Lower sales in the primary metal, aerospace product and parts, petroleum and coal product, fabricated metal product as well as the computer and electronic product industries offset a portion of the gains.

The greatest manufacturing gains were in Ontario, where sales increased 1.4 per cent to $22.9 billion, largely due to higher sales in the motor vehicle assembly, the motor vehicle parts as well as the chemical industries. A 5.2 per cent decline in the petroleum and coal product industry partly offset these gains.

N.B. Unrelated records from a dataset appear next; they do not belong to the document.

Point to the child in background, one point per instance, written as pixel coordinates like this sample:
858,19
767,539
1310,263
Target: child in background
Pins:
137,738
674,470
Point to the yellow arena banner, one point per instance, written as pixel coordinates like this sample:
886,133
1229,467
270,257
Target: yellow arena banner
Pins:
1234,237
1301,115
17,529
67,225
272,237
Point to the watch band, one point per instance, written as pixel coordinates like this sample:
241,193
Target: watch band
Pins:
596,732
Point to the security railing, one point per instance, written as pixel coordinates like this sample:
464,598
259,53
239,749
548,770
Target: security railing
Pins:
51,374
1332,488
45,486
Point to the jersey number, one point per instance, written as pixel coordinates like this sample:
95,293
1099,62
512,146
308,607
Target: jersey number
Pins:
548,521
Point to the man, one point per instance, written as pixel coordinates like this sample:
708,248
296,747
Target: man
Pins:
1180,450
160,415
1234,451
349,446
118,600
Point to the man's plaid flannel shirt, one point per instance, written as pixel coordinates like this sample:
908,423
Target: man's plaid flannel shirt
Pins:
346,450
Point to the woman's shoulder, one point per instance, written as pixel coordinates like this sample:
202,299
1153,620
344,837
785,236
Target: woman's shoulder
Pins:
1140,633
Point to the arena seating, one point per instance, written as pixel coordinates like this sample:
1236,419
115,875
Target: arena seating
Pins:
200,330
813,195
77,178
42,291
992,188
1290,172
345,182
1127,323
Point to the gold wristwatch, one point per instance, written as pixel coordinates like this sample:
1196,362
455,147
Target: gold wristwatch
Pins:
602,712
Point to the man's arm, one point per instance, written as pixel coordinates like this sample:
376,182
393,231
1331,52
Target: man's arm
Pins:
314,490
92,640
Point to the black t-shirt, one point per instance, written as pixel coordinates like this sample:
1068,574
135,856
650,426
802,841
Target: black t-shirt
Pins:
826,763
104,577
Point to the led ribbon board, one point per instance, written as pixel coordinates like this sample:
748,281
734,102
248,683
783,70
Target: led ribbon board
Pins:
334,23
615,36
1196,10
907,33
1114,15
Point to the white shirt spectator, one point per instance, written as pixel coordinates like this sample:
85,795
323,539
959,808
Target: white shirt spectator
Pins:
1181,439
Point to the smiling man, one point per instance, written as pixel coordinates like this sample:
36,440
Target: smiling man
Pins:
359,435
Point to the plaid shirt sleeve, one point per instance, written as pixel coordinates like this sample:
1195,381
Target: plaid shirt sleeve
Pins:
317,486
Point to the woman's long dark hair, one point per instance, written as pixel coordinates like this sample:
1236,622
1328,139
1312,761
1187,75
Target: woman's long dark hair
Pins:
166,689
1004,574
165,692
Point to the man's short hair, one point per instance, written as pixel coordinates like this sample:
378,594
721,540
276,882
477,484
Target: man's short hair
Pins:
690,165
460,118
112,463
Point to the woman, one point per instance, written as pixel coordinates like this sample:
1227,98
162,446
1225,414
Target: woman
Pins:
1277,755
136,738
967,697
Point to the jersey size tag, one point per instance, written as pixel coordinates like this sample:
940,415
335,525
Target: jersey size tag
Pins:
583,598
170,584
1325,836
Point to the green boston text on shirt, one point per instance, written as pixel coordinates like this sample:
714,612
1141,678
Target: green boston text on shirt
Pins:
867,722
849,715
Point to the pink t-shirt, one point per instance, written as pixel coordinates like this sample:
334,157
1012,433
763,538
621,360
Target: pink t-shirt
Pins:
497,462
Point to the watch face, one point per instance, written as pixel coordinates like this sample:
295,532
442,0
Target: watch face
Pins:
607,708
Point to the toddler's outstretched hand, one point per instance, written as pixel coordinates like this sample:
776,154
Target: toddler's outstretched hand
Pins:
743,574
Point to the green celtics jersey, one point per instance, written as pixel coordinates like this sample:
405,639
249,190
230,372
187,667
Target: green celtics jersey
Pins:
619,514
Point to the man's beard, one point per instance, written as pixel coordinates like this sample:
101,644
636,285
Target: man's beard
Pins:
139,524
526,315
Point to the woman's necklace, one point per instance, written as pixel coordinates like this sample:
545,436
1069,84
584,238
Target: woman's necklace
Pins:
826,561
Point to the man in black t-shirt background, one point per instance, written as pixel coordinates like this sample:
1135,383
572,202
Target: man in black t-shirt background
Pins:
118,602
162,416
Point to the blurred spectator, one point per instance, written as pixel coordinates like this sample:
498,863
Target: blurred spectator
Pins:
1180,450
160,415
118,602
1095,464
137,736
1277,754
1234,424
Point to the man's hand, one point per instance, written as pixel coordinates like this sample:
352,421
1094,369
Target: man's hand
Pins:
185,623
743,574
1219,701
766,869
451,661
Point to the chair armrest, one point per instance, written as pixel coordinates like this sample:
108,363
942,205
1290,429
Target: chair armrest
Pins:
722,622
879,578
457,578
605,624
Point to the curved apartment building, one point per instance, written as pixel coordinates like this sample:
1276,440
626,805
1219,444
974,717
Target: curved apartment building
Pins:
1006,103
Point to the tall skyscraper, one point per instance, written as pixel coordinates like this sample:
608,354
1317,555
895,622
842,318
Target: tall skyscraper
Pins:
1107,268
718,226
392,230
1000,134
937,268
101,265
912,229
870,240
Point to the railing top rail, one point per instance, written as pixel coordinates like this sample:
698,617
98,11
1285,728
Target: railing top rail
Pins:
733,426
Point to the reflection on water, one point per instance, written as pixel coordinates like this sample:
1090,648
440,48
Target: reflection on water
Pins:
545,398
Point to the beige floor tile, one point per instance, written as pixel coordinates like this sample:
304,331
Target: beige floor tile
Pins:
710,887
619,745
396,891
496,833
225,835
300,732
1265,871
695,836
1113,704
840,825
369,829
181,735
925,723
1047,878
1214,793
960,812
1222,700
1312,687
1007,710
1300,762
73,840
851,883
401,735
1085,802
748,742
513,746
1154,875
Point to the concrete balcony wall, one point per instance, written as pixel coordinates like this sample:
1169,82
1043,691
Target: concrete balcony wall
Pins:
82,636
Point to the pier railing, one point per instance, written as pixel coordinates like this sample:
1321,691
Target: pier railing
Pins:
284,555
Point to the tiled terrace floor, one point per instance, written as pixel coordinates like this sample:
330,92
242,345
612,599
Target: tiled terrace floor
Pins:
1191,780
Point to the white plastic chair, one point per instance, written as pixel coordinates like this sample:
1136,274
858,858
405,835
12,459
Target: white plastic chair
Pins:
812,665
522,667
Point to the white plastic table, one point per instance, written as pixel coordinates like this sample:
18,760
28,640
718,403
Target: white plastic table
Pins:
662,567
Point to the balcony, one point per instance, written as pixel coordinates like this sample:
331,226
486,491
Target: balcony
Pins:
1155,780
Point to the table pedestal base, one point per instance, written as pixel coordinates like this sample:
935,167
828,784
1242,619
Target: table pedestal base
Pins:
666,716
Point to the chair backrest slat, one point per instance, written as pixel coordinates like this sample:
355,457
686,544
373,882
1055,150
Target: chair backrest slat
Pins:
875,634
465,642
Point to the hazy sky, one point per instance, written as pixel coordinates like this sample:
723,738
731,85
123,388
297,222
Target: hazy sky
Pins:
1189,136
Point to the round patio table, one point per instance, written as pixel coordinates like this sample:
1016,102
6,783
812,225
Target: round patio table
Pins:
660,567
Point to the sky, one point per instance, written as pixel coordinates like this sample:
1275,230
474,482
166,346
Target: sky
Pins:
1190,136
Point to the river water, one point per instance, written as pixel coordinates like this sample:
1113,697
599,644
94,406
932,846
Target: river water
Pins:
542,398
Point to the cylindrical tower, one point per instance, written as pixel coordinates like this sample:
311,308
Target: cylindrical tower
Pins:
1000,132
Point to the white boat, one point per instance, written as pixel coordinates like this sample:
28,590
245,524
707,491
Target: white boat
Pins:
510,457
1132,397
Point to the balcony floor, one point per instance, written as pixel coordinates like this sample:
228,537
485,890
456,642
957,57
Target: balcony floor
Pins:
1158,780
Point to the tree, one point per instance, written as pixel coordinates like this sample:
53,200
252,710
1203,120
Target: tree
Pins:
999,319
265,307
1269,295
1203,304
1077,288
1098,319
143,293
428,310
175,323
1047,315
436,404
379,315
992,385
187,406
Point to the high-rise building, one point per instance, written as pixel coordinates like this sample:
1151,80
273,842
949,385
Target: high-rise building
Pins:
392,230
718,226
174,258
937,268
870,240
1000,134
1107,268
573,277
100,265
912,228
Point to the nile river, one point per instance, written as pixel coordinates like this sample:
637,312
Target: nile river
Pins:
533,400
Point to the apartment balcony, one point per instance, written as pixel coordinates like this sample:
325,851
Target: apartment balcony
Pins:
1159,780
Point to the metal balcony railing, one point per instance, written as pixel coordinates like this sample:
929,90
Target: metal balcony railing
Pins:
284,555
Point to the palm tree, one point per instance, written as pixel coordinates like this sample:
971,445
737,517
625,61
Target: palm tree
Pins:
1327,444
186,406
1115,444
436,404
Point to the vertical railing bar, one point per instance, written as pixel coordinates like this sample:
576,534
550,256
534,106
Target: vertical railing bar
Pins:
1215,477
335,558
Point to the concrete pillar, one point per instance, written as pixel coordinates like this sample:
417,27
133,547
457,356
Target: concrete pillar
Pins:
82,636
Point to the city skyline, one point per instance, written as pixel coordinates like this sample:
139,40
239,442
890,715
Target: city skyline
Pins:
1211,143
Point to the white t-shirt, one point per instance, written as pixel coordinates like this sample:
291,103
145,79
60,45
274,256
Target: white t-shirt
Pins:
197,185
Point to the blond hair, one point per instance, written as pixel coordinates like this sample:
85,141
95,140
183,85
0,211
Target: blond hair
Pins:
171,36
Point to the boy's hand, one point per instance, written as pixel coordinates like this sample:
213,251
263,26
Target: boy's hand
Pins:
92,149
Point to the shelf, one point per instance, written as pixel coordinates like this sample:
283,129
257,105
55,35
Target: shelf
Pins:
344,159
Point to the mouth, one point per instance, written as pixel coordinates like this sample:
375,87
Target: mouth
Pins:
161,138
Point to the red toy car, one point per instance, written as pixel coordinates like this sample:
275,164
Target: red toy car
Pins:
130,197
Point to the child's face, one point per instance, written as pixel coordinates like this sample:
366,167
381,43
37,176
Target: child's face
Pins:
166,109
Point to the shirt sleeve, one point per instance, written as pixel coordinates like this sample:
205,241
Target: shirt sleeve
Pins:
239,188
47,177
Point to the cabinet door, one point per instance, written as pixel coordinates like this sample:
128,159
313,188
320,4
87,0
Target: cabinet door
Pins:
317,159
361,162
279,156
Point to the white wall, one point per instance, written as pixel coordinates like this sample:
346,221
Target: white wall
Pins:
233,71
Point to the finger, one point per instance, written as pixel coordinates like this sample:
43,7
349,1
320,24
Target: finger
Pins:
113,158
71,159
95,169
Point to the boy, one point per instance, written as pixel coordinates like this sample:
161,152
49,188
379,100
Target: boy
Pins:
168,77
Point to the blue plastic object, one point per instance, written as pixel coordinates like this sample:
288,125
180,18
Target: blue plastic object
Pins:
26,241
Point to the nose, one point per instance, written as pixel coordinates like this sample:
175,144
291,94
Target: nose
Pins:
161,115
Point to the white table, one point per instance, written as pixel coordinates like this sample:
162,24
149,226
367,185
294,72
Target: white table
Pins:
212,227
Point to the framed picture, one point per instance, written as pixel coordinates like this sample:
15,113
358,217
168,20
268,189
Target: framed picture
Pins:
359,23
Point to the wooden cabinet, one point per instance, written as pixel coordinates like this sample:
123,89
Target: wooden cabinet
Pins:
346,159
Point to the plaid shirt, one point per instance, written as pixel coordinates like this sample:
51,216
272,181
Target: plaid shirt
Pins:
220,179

The province of New Brunswick also saw significant gains, with sales up 16.8 per cent to $1.7 billion, the largest monthly gain in the province since March 2012. The increase reflected higher sales of non-durable goods. Saskatchewan’s manufacturers, meanwhile, sold $1.3 billion worth of non-durable goods, the highest sales ever recorded for the province.

Decreases in the petroleum and coal product as well as chemical industries in Alberta caused sales to fall 3.6 per cent to $6.3 billion.

Total inventories fell 0.9 per cent to $68.2 billion in September, but unfilled orders also decreased. Inventories have been generally trending upwards over the past several years, but September’s decline was the third in nine months. Unfilled orders in the aerospace products and parts industry helped push the total down 2.2 per cent to $71.9 billion. Declines in unfilled orders were also seen in the machinery industry and the electrical equipment, appliance and component industry. Excluding the aerospace industry, however, new orders were actually up.

For the year, manufacturing has increased overall by 1 per cent to date. The Bank of Canada is projecting 1.8 per cent GDP growth for 2013.